Quiet Leadership


Can introverts be successful leaders?

That’s one question that, in my opinion, Susan Cain seeks to answer in her incredibly fascinating book, Quiet: The Power of Introverts in a World That Can’t Stop Talking.

As an introvert, this question really resonated with me. I’ve always had an interest in business and politics – it’s a huge reason why I moved 5000 miles in order to be closer to the action. But after working in Corporate America for over a year, I’ve often questioned whether I’m cut out for the field.

The Extrovert Ideal

Cain begins by discussing modern society’s love affair with the Extrovert:

It’s the belief that the ideal self is gregarious, alpha, and comfortable in the spotlight. Introverts living under the Extrovert Ideal are like women in a man’s world, discounted because of a trait that goes to the core of who they are. Introversion – along with its cousin’s sensitivity, seriousness, and shyness – are now a second-class personality, somewhere between a disappointment and pathology.

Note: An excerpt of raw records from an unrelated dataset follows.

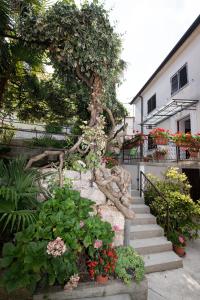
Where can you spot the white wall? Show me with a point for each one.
(188, 53)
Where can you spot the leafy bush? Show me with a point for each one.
(67, 217)
(53, 128)
(130, 265)
(184, 214)
(6, 133)
(49, 142)
(18, 194)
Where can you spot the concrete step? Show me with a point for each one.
(135, 193)
(152, 245)
(140, 208)
(145, 231)
(137, 200)
(163, 261)
(141, 219)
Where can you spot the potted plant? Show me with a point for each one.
(134, 141)
(182, 139)
(160, 136)
(102, 263)
(159, 154)
(194, 146)
(179, 243)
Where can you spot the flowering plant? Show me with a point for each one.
(160, 151)
(160, 133)
(177, 239)
(181, 137)
(135, 140)
(102, 262)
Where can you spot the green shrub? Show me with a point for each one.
(7, 133)
(130, 265)
(184, 214)
(67, 216)
(53, 128)
(18, 194)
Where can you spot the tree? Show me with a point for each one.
(85, 52)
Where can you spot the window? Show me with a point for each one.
(179, 80)
(151, 104)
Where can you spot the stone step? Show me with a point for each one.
(163, 261)
(152, 245)
(141, 219)
(135, 193)
(137, 200)
(145, 231)
(140, 208)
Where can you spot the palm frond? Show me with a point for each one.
(4, 15)
(17, 220)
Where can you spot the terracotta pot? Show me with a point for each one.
(102, 279)
(179, 250)
(193, 153)
(160, 156)
(182, 145)
(161, 141)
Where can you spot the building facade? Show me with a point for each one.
(171, 97)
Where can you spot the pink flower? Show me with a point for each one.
(181, 239)
(81, 224)
(116, 228)
(56, 247)
(98, 244)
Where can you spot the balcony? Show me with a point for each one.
(150, 153)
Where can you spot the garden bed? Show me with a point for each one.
(92, 289)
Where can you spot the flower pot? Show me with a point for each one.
(102, 279)
(182, 145)
(179, 250)
(161, 141)
(160, 156)
(194, 154)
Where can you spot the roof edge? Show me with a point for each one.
(186, 35)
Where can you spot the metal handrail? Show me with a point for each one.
(142, 174)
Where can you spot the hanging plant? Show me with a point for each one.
(160, 136)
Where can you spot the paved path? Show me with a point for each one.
(180, 284)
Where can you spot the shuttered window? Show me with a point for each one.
(179, 80)
(151, 104)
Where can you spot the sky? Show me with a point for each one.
(150, 29)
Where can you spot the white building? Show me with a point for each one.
(171, 97)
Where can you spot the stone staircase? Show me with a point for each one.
(147, 238)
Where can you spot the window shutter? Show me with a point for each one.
(174, 84)
(183, 76)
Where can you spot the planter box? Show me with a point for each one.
(92, 289)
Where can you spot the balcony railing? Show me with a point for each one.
(149, 152)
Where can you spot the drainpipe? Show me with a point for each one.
(142, 126)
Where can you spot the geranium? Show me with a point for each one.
(81, 224)
(72, 283)
(103, 262)
(181, 239)
(98, 244)
(116, 228)
(160, 133)
(56, 247)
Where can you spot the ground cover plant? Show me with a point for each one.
(18, 194)
(184, 213)
(47, 252)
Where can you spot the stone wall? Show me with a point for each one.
(82, 182)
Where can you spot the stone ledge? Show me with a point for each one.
(93, 289)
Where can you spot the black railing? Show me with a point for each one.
(131, 153)
(145, 182)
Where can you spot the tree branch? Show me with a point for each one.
(82, 78)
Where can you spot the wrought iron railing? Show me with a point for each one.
(145, 182)
(149, 152)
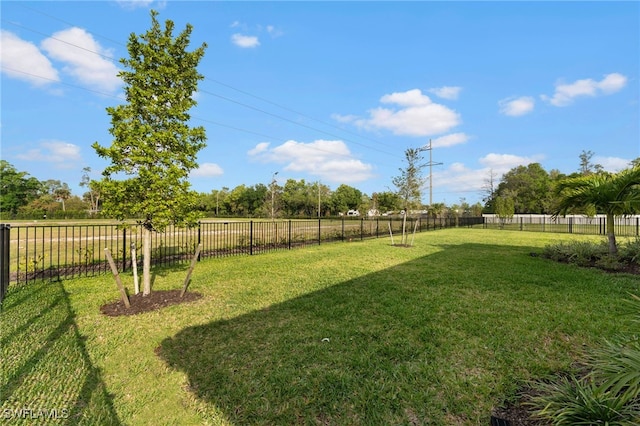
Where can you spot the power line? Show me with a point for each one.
(224, 97)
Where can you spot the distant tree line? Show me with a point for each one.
(532, 190)
(523, 189)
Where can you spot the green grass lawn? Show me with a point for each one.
(340, 334)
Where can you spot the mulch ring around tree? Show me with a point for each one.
(157, 299)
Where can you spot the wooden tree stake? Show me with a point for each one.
(134, 264)
(391, 234)
(193, 265)
(114, 269)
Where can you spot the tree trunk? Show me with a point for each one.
(613, 248)
(146, 261)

Talkative people are rated as smarter, better looking, and more desirable as friends. Velocity of speech counts as well as volume: we rank fast talkers as more competent and likable than slow ones. The same dynamics apply in groups, where research shows that the voluble are considered smarter than the reticent.

In the world of business and politics, it’s not surprising that there exists a perception, fueled in large part by the media, that leaders are those with aggressive, brash and have a larger-than-life personality; i.e., Jack Welch or Donald Trump. You don’t hear about, at least in my opinion, leaders with opposing qualities: laid-back, reticent and understated.

The Power of Quiet Leadership

To my surprise, Cain’s book rattles off countless studies that debunk the myth of charismatic leadership. Three examples that I found noteworthy to research further were the following:

Preston Ni, a Communications Studies Professor, calls “soft power” as leadership “by water rather than by fire…Aggressive power beats you up; soft power wins you over. If the cause is just and you put heart into it, it’s almost a universal law: you will attract people who want to share your cause. Soft power is quiet persistence – in their day-to-day, person-to-person interactions.”

In his book, Good to Great, Jim Collins found that “the greatest companies were led by Level 5 Leaders describes by their employees as: quiet, humble, modest, reserved, shy, gracious, mild-mannered, self-effacing, understated. We don’t need giant personalities to transform companies. We need leaders who build not their own egos but the institutions they run.”

Adam Grant, a Management Professor at Wharton, found that “extroverted leaders enhance group performance when employees are passive; introverted leaders are more effective with proactive employees. Extroverts can be so intent on putting their own stamp that they risk losing others’ good ideas and allowing workers to lapse into passivity. Introverts – because of their inclination to listen to others and lack of interest in dominating social situations – are more likely to hear and implement suggestions.”

So Is It Possible?

Cain writes, “If there is only one insight you take away from this book, I hope it’s a newfound sense of entitlement to be yourself.” As an introverted aspiring entrepreneur and businessman living in an extroverted world, I can say with conviction that – yes – Cain has accomplished her goals. After reading her book, I do think it’s possible to rise above the chaos and noise to become a successful leader, even in business and politics, as an introvert.